The familiar routine of buying $8 tickets, getting some fresh, buttery popcorn with an extra-large Coke, and finally, choosing the seat with the best view in time for the trailers to start, has been diminished in appeal.
Instead, people are opting for microwavable popcorn, store-bought liter of second-rate soda, a comfortable couch, and a television.
And what the television displays on the screen for all viewers to watch is the key to a new way of perceiving and treating video distribution: Netflix.
Netflix has become the top video streaming company within North America and the world (except mainland China, Syria, North Korea, and Crimea); in fact, as of April 2019, Netflix had over 148 million paid subscriptions worldwide and over 154 million subscriptions total, including free trials. With affordable pricing and a large selection of content, Netflix essentially defined the advantages of a video streaming service in a technological society through a strong business empire.
Yet, other major companies such as Amazon, Hulu, Showtime and HBO Now, gradually followed Netflix’s lead and expanded their businesses to include video streaming. Perhaps the greatest competitor to rise to the challenge revealed itself recently: Disney, whose prominence in animated movies and television shows is so great that its theme parks can be spotted across the globe.
Disney announced that their video streaming platform, Disney+, would launch in North America on November 12, 2019. Subscribers will be able to access a vast library of content from Disney and 21st Century Fox due to the formers’ famous acquisition of the latter in March 2019. In addition, Disney+ will contain exclusive material produced by this new branch of their business, similar to Netflix’s original content.
When all productions under Disney’s ownership are removed from the platform, Netflix’s selection will be drastically reduced, thus endangering the popularity and performance of the company.
With Disney owning 21st Century Fox, the company seemingly has a stronger backbone than the current leader of video streaming services. Netflix has multiple movies and television shows released through Disney’s Pixar and Marvel Studios, as well as its own projects that focus on Marvel comics; Disney+ has the power to withhold distribution rights for that particular content. Unsurprisingly, Disney+ will include Marvel original shows, forcing Netflix’s shows, including Iron Fist, Jessica Jones, Daredevil, and Luke Cage, to come to a close.

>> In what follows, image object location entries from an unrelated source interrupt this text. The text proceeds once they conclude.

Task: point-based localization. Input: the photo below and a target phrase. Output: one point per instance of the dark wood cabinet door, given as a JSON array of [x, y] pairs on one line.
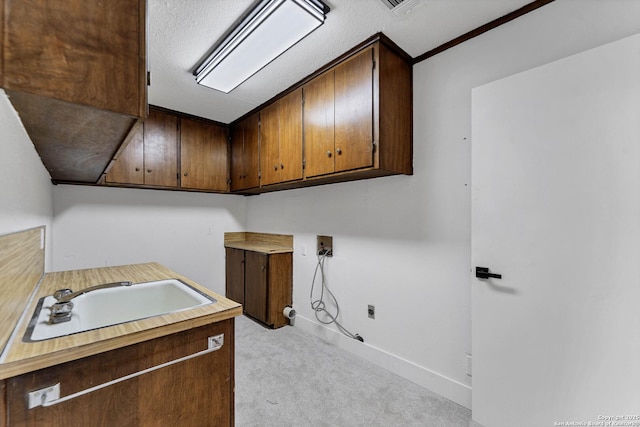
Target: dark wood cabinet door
[[234, 272], [203, 155], [319, 125], [237, 148], [270, 144], [256, 296], [280, 282], [251, 151], [161, 149], [88, 53], [244, 153], [354, 112], [290, 125], [128, 166]]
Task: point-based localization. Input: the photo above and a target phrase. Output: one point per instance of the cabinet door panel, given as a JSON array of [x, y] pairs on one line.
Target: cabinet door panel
[[354, 112], [269, 144], [203, 155], [256, 297], [128, 167], [161, 149], [280, 287], [318, 125], [234, 263], [251, 155], [290, 108], [237, 148], [83, 52]]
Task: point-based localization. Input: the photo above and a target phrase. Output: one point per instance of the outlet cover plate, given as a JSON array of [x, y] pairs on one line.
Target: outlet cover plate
[[325, 245]]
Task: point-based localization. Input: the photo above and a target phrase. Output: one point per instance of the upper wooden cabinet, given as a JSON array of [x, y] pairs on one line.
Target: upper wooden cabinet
[[75, 71], [338, 121], [357, 122], [151, 154], [203, 155], [244, 153], [89, 53], [161, 149], [281, 140]]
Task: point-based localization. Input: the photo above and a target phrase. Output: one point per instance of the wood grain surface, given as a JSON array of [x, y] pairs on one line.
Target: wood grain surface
[[22, 357], [259, 242], [21, 268]]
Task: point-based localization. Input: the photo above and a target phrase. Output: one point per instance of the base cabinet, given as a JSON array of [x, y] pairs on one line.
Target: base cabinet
[[150, 157], [195, 392], [261, 282]]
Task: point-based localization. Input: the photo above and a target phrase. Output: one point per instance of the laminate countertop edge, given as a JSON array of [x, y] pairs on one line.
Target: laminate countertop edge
[[21, 357], [259, 247]]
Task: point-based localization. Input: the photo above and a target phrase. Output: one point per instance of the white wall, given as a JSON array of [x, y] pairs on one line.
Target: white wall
[[96, 226], [403, 243], [26, 199]]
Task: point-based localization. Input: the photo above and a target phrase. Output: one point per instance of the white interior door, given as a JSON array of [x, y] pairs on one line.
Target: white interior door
[[556, 211]]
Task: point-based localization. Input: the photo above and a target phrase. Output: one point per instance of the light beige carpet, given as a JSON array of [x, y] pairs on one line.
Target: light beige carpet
[[286, 377]]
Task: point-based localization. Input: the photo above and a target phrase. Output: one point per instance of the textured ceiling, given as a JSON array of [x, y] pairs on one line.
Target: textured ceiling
[[181, 32]]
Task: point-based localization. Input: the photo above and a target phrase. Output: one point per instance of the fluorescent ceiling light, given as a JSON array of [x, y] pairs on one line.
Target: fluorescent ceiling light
[[269, 29]]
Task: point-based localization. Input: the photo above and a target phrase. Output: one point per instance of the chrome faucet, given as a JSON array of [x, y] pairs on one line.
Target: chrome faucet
[[61, 309]]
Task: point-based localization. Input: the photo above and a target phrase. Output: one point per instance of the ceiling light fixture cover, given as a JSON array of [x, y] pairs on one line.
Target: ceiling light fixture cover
[[266, 32]]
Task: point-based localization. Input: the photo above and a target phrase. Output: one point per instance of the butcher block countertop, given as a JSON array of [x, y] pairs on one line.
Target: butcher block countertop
[[259, 242], [20, 357]]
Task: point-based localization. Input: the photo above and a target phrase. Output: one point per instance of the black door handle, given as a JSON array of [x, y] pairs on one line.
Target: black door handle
[[483, 273]]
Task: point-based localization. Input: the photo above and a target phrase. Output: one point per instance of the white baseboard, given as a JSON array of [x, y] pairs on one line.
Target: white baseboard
[[433, 381]]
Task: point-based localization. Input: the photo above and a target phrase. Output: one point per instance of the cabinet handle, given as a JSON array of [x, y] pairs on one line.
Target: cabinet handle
[[215, 343]]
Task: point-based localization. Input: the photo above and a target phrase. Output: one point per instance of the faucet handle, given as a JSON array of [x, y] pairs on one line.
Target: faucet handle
[[60, 312], [61, 293]]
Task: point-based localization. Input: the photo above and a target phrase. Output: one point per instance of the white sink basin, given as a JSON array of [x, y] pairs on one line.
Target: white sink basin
[[112, 306]]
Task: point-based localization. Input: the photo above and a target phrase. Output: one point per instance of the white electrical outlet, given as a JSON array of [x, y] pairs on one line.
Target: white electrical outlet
[[44, 395]]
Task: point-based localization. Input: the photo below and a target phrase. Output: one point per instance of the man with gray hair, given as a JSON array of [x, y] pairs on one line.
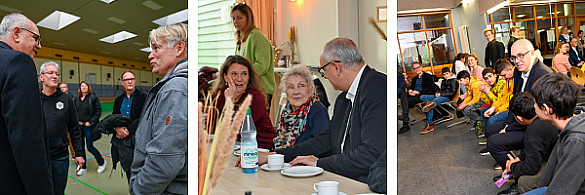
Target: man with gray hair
[[356, 135], [24, 140], [160, 153], [61, 118]]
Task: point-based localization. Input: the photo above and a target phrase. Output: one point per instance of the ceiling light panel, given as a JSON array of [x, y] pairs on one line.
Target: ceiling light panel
[[116, 20], [120, 36], [180, 16], [90, 31], [152, 5], [58, 20]]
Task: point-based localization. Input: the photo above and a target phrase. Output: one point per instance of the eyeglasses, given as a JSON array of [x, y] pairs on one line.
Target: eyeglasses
[[323, 71], [36, 36], [519, 57], [52, 73]]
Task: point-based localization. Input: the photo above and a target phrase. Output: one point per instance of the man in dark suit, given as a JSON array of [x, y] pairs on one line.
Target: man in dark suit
[[24, 140], [129, 103], [356, 135], [494, 50], [509, 135], [575, 57]]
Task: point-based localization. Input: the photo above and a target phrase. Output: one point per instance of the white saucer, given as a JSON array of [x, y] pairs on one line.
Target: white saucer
[[267, 168], [338, 193], [302, 171], [239, 152]]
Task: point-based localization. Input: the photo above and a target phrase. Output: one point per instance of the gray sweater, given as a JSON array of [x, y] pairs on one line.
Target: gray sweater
[[565, 171], [160, 153]]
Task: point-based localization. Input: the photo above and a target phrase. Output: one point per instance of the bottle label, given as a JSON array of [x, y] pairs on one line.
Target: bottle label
[[249, 156]]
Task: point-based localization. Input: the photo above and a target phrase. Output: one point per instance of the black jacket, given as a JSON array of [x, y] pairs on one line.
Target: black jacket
[[494, 51], [123, 149], [363, 144], [538, 70], [429, 87], [449, 88], [61, 117], [539, 141], [24, 140]]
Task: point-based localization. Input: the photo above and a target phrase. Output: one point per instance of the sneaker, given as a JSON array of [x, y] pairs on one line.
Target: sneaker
[[404, 129], [497, 167], [429, 128], [483, 141], [102, 168], [484, 152], [430, 105], [81, 172]]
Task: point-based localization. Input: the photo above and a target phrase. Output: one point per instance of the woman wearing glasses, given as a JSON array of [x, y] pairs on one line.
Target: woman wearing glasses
[[89, 111], [238, 79], [304, 116], [252, 45]]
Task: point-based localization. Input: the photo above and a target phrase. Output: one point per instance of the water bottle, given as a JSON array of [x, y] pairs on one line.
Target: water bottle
[[249, 145]]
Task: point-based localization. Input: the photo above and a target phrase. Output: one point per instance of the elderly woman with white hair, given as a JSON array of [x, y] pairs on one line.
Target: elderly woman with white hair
[[304, 116]]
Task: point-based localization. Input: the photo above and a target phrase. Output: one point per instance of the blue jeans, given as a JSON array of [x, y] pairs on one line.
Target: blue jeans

In addition, Netflix is at risk of losing various content distributed by any branch of 21st Century Fox, ABC studios, and Disney itself. When all productions under Disney’s ownership are removed from the platform, Netflix’s selection will be drastically reduced, thus endangering the popularity and performance of the company.
The cheaper price and wide selection Disney+ and Hulu will bring to the table in the upcoming years challenges the long-standing reign of Netflix.
Once Disney has claimed full ownership stake of Hulu, Disney+ will become a force to be reckoned with. Disney wants Hulu to run on the same online platform as Disney+ in order for customers to subscribe to both services with the same password and credit card information, either separately or together with a discount. Overall, Disney+ plans to charge $7 monthly, $70 yearly, or an unreleased discounted offer by connecting Hulu accounts to Disney+; meanwhile, Netflix’s monthly rate has almost doubled during Disney’s recent expansion. The cheaper price and wide selection Disney+ and Hulu will bring to the table in the upcoming years challenges the long-standing reign of Netflix.
Even though arguments for Disney+’s threat to Netflix are realistic and grounded, the company itself does not seem to be shaken by the arrival of new competition. In fact, Netflix is excited to compete with Disney+ and encourages its success; it believes their platform only satisfies a small portion of the video streaming demand.
Although Disney will most likely cancel distribution rights on their products, Netflix will reach $20 billion annual cash content investment, and continue to add a significant amount of new content to the platform daily.
Moreover, statistics continue to illustrate Netflix’s customer loyalty through this supposed turmoil. In fact, the Piper Jaffray reports about 75% of Netflix subscribers do not intend to switch sides to Disney+.These subscribers say they will remain with Netflix even if they do decide to become members with Disney’s newest platform. Other studios and production companies are remaining with Netflix, including CBS, Sony, and Lionsgate. Even with the potential success of Disney+, Netflix is definitely not going anywhere soon.
Netflix will reach $20 billion annual cash content investment, and continue to add a significant amount of new content to the platform daily.
All in all, the creation of Disney+ provides healthy competition for Netflix. The benefits to this shift of power in the video streaming sphere include greater accessibility for viewers, as well as a myriad of content to choose from and marketing that will accelerate the global transition to internet TV.